Use of NSAIDs is recommended as the first-line treatment in AS. Biologic DMARDs (bDMARDs) including TNF inhibitors (TNFis) and IL-17 inhibitors (IL-17is) are recommended when treatment with NSAIDs is inadequate [6–8]. bDMARDs are associated with adverse events (AEs) that are linked to their unique mechanism of action [9]. Moreover, these drugs have the potential to be responsible for severe AEs and uncommon, unpredictable AEs that are challenging to identify during pre-marketing clinical trials [10]. Post-marketing safety profiles of bDMARDs has been well-evaluated using retrospective data from the registries [11, 12].
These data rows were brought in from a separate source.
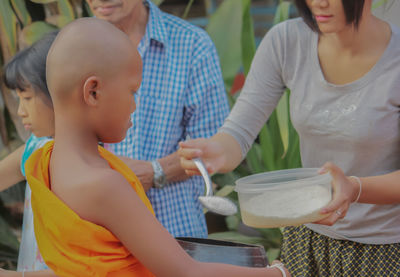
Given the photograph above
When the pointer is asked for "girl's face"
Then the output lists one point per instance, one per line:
(329, 15)
(36, 112)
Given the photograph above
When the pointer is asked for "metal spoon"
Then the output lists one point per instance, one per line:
(216, 204)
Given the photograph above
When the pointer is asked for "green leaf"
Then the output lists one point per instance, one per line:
(225, 191)
(36, 30)
(223, 29)
(21, 12)
(7, 238)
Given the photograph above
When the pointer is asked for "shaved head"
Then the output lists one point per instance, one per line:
(86, 47)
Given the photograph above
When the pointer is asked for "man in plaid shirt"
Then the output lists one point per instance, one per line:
(182, 94)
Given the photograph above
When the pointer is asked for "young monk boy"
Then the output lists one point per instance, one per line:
(91, 214)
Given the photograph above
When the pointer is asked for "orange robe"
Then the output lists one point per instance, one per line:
(70, 245)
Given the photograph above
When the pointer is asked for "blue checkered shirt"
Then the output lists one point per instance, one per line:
(182, 93)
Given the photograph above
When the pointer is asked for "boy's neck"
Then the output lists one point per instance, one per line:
(76, 141)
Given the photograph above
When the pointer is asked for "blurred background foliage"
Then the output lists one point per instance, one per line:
(230, 24)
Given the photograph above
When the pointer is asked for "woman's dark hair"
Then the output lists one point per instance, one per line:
(353, 10)
(28, 67)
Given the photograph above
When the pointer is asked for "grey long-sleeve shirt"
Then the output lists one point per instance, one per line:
(355, 125)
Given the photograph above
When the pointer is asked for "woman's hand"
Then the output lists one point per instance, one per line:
(9, 273)
(345, 191)
(210, 151)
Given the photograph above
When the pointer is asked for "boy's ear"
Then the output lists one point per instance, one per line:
(91, 90)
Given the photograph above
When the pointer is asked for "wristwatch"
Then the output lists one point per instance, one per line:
(159, 179)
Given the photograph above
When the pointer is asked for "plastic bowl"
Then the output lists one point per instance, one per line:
(283, 198)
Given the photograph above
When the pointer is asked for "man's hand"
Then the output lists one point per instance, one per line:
(142, 169)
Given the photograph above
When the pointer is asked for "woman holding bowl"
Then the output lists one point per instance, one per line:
(342, 65)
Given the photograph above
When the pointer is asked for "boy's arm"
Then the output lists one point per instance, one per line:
(115, 205)
(10, 172)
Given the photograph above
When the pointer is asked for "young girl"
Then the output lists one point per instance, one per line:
(26, 73)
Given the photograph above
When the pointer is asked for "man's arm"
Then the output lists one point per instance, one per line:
(40, 273)
(10, 172)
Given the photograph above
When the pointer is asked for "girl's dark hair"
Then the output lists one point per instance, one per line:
(353, 10)
(28, 67)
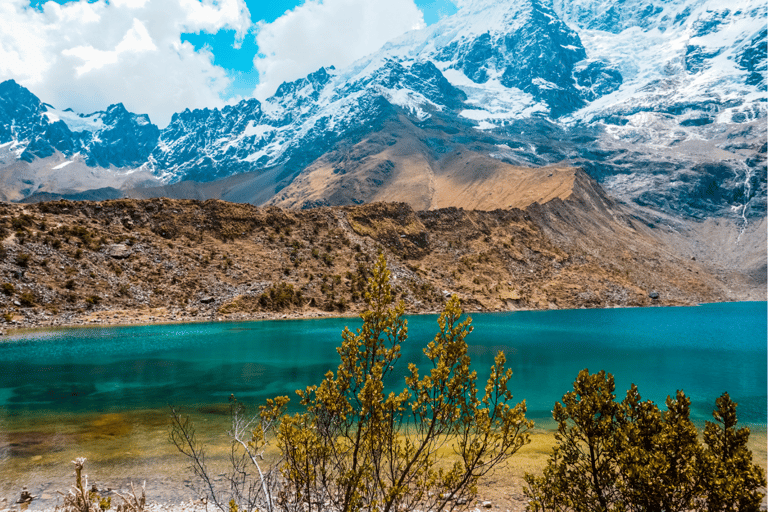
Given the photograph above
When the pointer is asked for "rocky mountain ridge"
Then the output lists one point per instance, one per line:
(125, 261)
(662, 102)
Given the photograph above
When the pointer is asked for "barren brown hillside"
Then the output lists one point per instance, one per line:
(160, 259)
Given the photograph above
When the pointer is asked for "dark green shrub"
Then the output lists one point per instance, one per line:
(23, 259)
(27, 299)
Tuberculosis (TB) is an opportunistic infection occurring in patients with autoimmune rheumatic diseases, such as AS. The risk of latent TB reactivation or de novo TB cases is increased in these patients treated with biologic agents especially TNFis [13, 14]. This increased risk is due to cell-mediated immune defects associated with inflammation and the impact of TNFis on the structure of TB-related granulomas. TNF-α plays an important role in the formation of granulomas that are crucial for containing bacterial spread in the body. TNF-α is essential for activating macrophages and recruiting immune cells to the granuloma. Granulomas dissolve in the absence of TNF-α, allowing re-growth and spread of mycobacteria [15, 16]. Compared with TNFis, the mechanism of action of IL-17is is more targeted, resulting in fewer warnings and precautions in general. In patients who are at a high risk for TB and hepatitis B virus infection, IL-17is have been proven to be safer [17].
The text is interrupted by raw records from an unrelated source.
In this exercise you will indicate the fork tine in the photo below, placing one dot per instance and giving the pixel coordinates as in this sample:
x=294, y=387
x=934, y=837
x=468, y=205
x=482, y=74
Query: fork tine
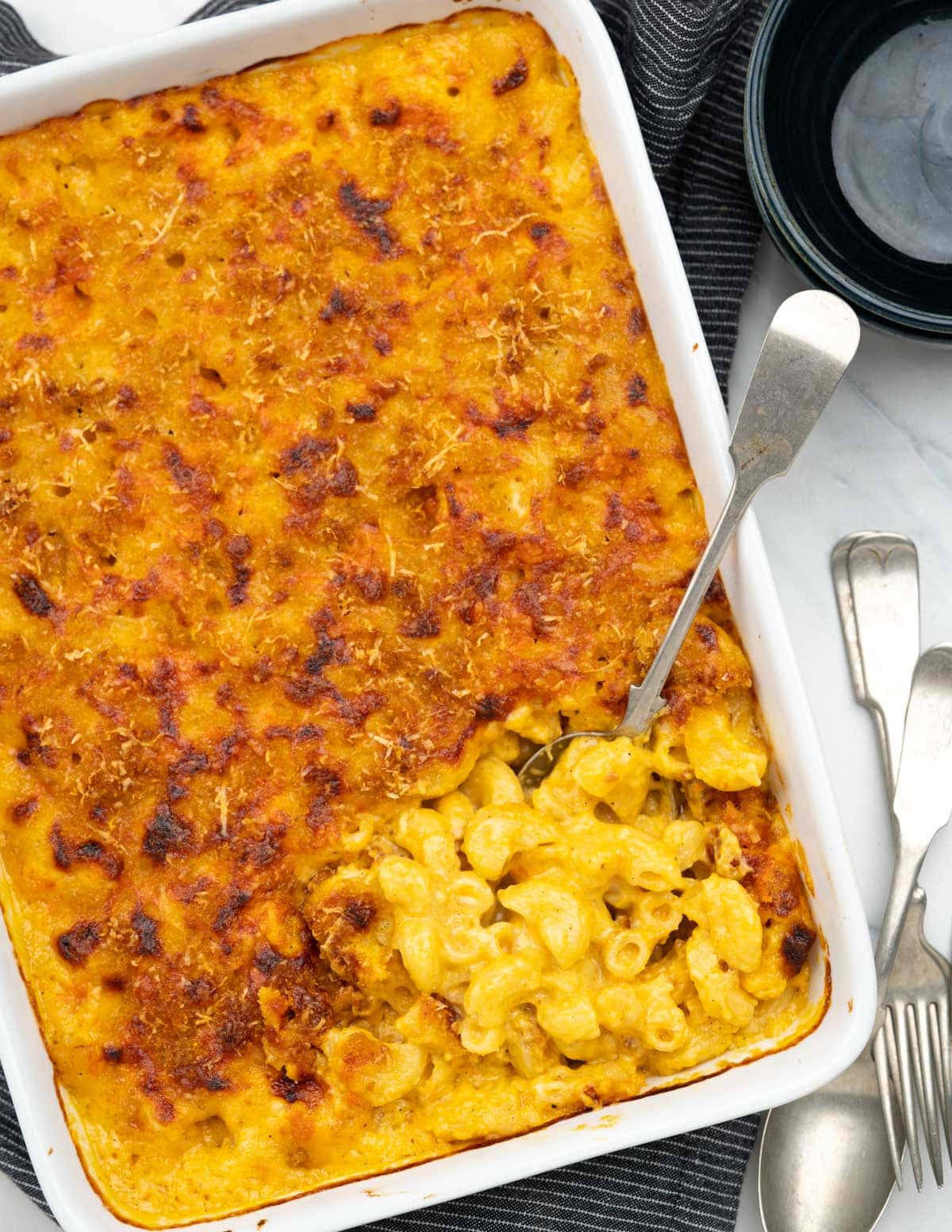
x=903, y=1078
x=881, y=1056
x=943, y=1027
x=927, y=1080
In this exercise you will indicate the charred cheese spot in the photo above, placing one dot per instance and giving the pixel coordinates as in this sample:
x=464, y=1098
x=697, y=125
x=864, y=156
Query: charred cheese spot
x=336, y=454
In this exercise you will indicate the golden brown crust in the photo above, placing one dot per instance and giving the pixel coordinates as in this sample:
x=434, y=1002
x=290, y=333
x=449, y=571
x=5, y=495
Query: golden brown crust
x=332, y=432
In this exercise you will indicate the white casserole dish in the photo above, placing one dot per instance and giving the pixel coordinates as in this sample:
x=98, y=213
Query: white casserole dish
x=194, y=53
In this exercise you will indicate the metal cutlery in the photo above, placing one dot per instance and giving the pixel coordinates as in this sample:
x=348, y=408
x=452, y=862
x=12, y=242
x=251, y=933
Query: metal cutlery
x=803, y=1183
x=916, y=1044
x=809, y=345
x=874, y=578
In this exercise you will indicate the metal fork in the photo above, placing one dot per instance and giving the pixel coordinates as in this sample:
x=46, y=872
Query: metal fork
x=916, y=1042
x=877, y=588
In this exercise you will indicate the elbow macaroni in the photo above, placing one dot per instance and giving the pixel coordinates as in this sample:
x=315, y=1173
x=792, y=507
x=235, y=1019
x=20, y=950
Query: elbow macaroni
x=616, y=937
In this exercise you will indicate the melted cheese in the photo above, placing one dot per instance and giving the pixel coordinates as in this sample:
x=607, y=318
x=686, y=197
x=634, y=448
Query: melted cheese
x=334, y=443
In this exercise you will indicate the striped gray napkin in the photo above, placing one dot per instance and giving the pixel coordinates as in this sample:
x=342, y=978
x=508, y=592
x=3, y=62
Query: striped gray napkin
x=685, y=62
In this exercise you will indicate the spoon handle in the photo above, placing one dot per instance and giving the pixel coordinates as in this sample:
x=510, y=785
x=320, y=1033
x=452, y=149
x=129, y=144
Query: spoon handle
x=808, y=347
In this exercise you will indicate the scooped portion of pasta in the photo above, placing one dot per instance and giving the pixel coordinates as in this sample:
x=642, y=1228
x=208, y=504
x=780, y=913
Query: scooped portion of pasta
x=338, y=470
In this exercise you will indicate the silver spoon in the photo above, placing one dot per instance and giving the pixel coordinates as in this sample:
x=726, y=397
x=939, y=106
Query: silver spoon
x=809, y=344
x=824, y=1162
x=803, y=1176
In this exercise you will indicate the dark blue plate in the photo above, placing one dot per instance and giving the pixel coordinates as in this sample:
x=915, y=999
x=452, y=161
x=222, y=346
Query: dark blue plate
x=803, y=58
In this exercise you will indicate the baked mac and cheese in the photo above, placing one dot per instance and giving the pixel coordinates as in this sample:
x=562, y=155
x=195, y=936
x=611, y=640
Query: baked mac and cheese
x=339, y=470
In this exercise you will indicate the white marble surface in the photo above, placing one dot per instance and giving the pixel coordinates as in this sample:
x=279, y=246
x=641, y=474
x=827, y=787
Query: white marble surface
x=881, y=459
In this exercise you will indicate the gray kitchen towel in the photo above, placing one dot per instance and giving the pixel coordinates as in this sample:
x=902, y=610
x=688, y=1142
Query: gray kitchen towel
x=685, y=62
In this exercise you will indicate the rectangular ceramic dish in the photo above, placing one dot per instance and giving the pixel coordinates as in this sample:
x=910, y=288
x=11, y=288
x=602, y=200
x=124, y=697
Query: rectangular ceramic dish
x=223, y=44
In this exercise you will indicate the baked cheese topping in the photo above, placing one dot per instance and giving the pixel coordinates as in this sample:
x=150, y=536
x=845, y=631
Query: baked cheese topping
x=339, y=467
Korea has the second highest incidence of TB (39 per 100 000 population) among member countries of the Organization for Economic Co-operation and Development [18]. A study from South Korea reported a high risk of TB in patients with AS on TNFi therapy, with an incidence rate of 600.2 per 100 000 patient-years (PYs) [19].
Inflammatory bowel disease (IBD) is one of the common extra-articular manifestations of AS [20]. Studies have reported that patients with AS have a higher occurrence and prevalence of IBD compared with the general population [21, 22].
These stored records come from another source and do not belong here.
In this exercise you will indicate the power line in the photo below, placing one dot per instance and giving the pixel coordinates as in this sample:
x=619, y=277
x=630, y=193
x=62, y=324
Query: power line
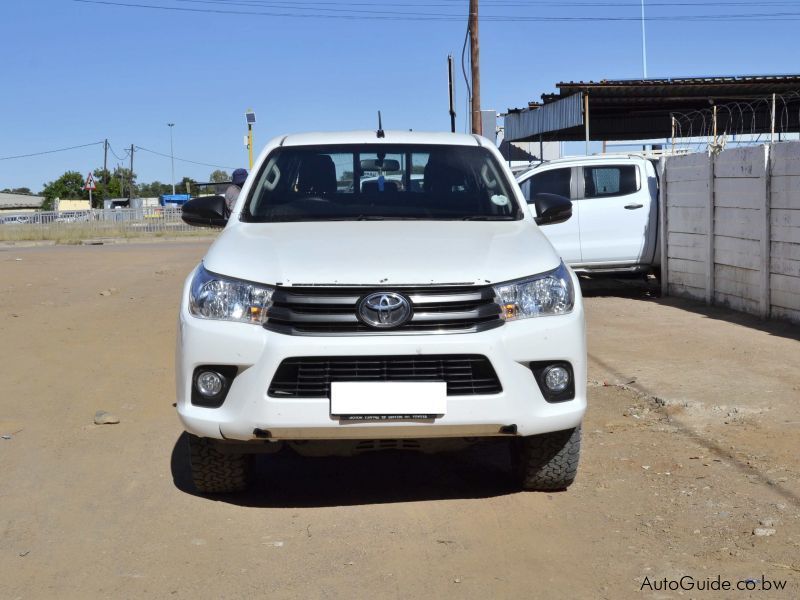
x=51, y=151
x=117, y=156
x=353, y=14
x=194, y=162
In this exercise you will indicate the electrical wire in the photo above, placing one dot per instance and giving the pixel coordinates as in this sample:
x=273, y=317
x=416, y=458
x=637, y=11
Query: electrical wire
x=194, y=162
x=50, y=151
x=127, y=153
x=282, y=12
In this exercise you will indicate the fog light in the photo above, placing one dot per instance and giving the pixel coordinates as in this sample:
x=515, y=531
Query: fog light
x=556, y=379
x=209, y=384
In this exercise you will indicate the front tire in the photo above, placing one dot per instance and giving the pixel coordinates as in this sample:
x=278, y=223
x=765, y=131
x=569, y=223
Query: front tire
x=548, y=462
x=215, y=472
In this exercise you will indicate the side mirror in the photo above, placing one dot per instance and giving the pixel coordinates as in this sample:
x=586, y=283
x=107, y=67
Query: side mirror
x=206, y=211
x=551, y=209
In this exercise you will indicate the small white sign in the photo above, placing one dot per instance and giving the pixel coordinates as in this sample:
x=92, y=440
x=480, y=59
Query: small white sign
x=388, y=398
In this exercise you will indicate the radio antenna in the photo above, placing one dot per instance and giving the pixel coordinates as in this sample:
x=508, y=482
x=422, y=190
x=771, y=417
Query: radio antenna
x=380, y=132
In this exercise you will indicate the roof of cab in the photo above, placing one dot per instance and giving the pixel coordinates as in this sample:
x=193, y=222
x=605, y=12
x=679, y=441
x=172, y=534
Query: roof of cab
x=391, y=137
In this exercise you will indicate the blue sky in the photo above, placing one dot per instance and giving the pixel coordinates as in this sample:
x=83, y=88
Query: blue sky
x=76, y=73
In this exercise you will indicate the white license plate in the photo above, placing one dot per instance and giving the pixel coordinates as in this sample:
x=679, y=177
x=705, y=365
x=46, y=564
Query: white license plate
x=409, y=399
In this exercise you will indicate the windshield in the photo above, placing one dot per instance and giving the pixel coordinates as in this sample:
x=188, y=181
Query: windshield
x=377, y=182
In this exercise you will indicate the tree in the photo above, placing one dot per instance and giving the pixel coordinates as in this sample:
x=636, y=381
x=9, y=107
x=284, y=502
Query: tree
x=219, y=176
x=69, y=185
x=187, y=185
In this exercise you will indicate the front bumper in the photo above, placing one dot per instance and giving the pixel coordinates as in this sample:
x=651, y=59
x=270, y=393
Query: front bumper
x=519, y=409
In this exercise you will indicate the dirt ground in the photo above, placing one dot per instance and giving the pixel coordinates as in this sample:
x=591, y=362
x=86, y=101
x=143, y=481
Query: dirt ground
x=690, y=445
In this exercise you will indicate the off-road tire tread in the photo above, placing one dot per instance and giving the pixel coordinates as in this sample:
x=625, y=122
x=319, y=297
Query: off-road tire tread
x=216, y=473
x=548, y=462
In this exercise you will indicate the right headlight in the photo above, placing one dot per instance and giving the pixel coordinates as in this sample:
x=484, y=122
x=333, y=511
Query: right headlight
x=221, y=298
x=550, y=293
For a long time, TNFis were the only biologic agents available for the treatment of AS in patients who fail NSAIDs. The emergence of IL-17is and Janus kinase inhibitor (JAKi) provides additional treatment options to these patients. As might be expected, the biologics that are approved recently have limited safety data, and there is a paucity of information with respect to the long-term safety of biologics in AS apart from TNFis [6]. The growing use of non-TNFi agents highlights the need for more real-life studies that would compare the safety of TNFis and other biologics used in these patients.
In Korean patients with AS, over the past decade significant clinical experience has been gained in the use of biologic agents including secukinumab, a fully human anti-IL-17A monoclonal antibody. It is imperative to have a comprehensive understanding of the current status of biologic agents, which includes assessing the long-term real-world safety outcomes and monitoring the safety profile of special interest (SPSI), especially IBD and TB. Using data from a national claims database, the present study aimed to describe the incidence rates of IBD and TB in patients with AS receiving biologic agents (TNFis and IL-17is) during the study period.
Methods
Data source and study cohort
This retrospective nationwide cohort study used data acquired from the national health service agency and Health Insurance Review and Assessment (HIRA) Service database, a Korean nationwide registry that includes information on demographics, disease diagnoses and medical treatments, and covers ∼97% of South Korea’s population [23]. Patients diagnosed with AS and treated with biologic agents between 2010 and 2021 were selected from the database. The follow-up period of the study cohort was from the diagnosis of AS to December 2021 or the date of occurrence of TB or IBD, whichever occurred first.
Outcomes and covariates
TB was defined as the International Classification of Diseases (ICD)-10 codes A15–19 with prescription for at least two of the first-line drugs for TB (isoniazid, rifampin/rifampicin, pyrazinamide, ethambutol) [24]. IBD was defined as ICD-10 codes K50 and K51 [25].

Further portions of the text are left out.